SecOps (a unified Security + IT Operations capability) is something I've been very interested in the last few months. Turns out building the vision into reality has two requirements: 1.) visibility into generic IT operations mechanisms (think database or connectivity monitoring) and 2.) deep insight into security telemetry (think signatures, event correlation, etc). This morning on a call with the team something slapped me like a wet newspaper flying by in a tornado. Unfortunately, enterprises operating at levels 1 and 2 of the CMMI (which is where a vast many organizations are stuck, in my experience) tend to execute security operations in a silo, a "cone of silence" if you will.  But "need-to-know" access for the trove of telemetry and data security operations teams is problematic. 

 

Let me explain.

 

 

Security Events are Need-to-Know Only

 

When I first pitched this idea a while back the main push-back I received was from my fellow security professionals, shockingly. They believed that security teams receiving additional operations data was desirable, but pushing security information out to the IT OPS team was a bad idea and would violate security rules - the rules of need-to-know. Makes sense... I think. But how much 'secret' data does the security team actually collect and why does that data get stored? Turns out the risk is not just the specific data bits, but also the knowledge that comes with security monitoring and event handling.

 

Expanding this point out a bit, it would seem as though security teams are a bit skittish on the types of information they have access to. This is both easily understandable and concerning at the same time. As it turns out the problem isn't that security operations teams have access to usernames and passwords (you can exhale now) but that incident information (and in some cases the mere existence of an incident) is believed to be a security-only property. The knowledge of security events is somehow secretive to the security organization. Maybe it's because we want no one else to know that a security event is happening in the company? Or maybe security is the pent-ultimate guardians of the enterprise.
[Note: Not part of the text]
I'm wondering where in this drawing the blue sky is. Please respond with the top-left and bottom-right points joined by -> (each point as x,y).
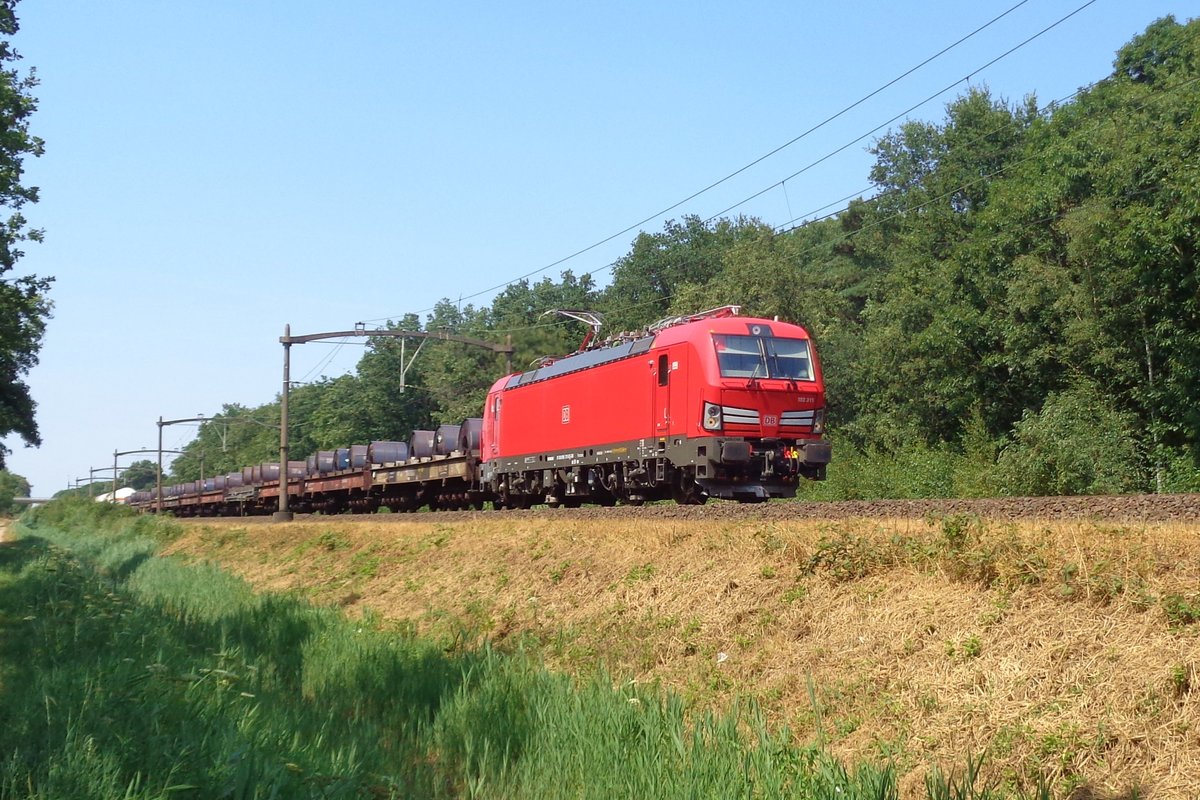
6,0 -> 1200,495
Either way, what starts out as a noble idea quickly turns into a double-edged sword.

 

Without information and knowledge sharing between security and IT Operations organizations inside the enterprise there may be a lot of double-work where two separate teams are handling the same incident - one from an operations perspective and the other from a security perspective - without knowledge of each other's efforts. This costs the company money; it hurts productivity and even inhibits the ability to solve the problem in the end.

 

So the key question is do you believe that it's possible to facilitate knowledge-sharing between IT Operations and Security Operations teams efficiently, openly and bi-directionally such that both systems are more effective?

 

 

The Case for Knowledge Sharing

 

Some information bits that security teams have access to should absolutely remain within the security team's purview. Information like:

  • who is violating specific policies
  • captures of data streams which contain potential evidence
  • data that could reveal company-sensitive information or compromise a court case

 

But there is a difference between sharing information and sharing knowledge. And after a few discussions with products teams the trick is to share knowledge without sharing specific sensitive information - and I think that's where we as an industry stumble.

 

Rather than focusing on the negatives, ("Oh no, we may accidentally let the OPS team know we're investigating something") let's focus instead on the positives ("Now we'll have better insight into application behaviors to correlate with our security warnings!").

 

The first step is to identify a few security events that are critical and can elude security telemetry. These would be candidates for cooperative knowledge sharing from OPS teams. As an example, while SQL Injection has many well-known patterns for detection, new attacks are being tossed up all the time, and evading filters has become a game to skilled and unskilled attackers all alike. The added telemetry data, such as increase in rows-returned-per-query, from the OPS team would aide greatly in identifying real-world SQL Injection attacks pilfering a database while failing to trip any signatures. I'm sure there are many other events that fit this profile.

 

The IT OPS team would effectively become "deputized" (or at least a sub-set of the team would be) so they can have inside knowledge on events that could become security events, and could be trusted not to panic or do silly things with that knowledge. It's not hard to imagine a co-operative knowledge sharing pool like this... it's being done in more CMMI-mature organizations out there and it's just a matter of standardizing and bringing this to the masses with specific steps, tools, and methods.

 

 

Sharing is Caring

 

I've heard "sharing is caring" a million times on different topics. When it comes to enterprise, data being shared across IT OPS teams and security OPS teams, sharing really is caring for the enterprise welfare. If we can simply get past the 'need-to-know' tactics some security organizations use to keep their methods secret, and figure out an effective way to tool the sharing of knowledge without specific information, everyone wins.

 

Ultimately, we all need to become 'security people' at some level. I believe this would be a tremendous step forward.

 

 

Attached to this is the SecOps whitepaper I wrote that more completely illustrates the vision here...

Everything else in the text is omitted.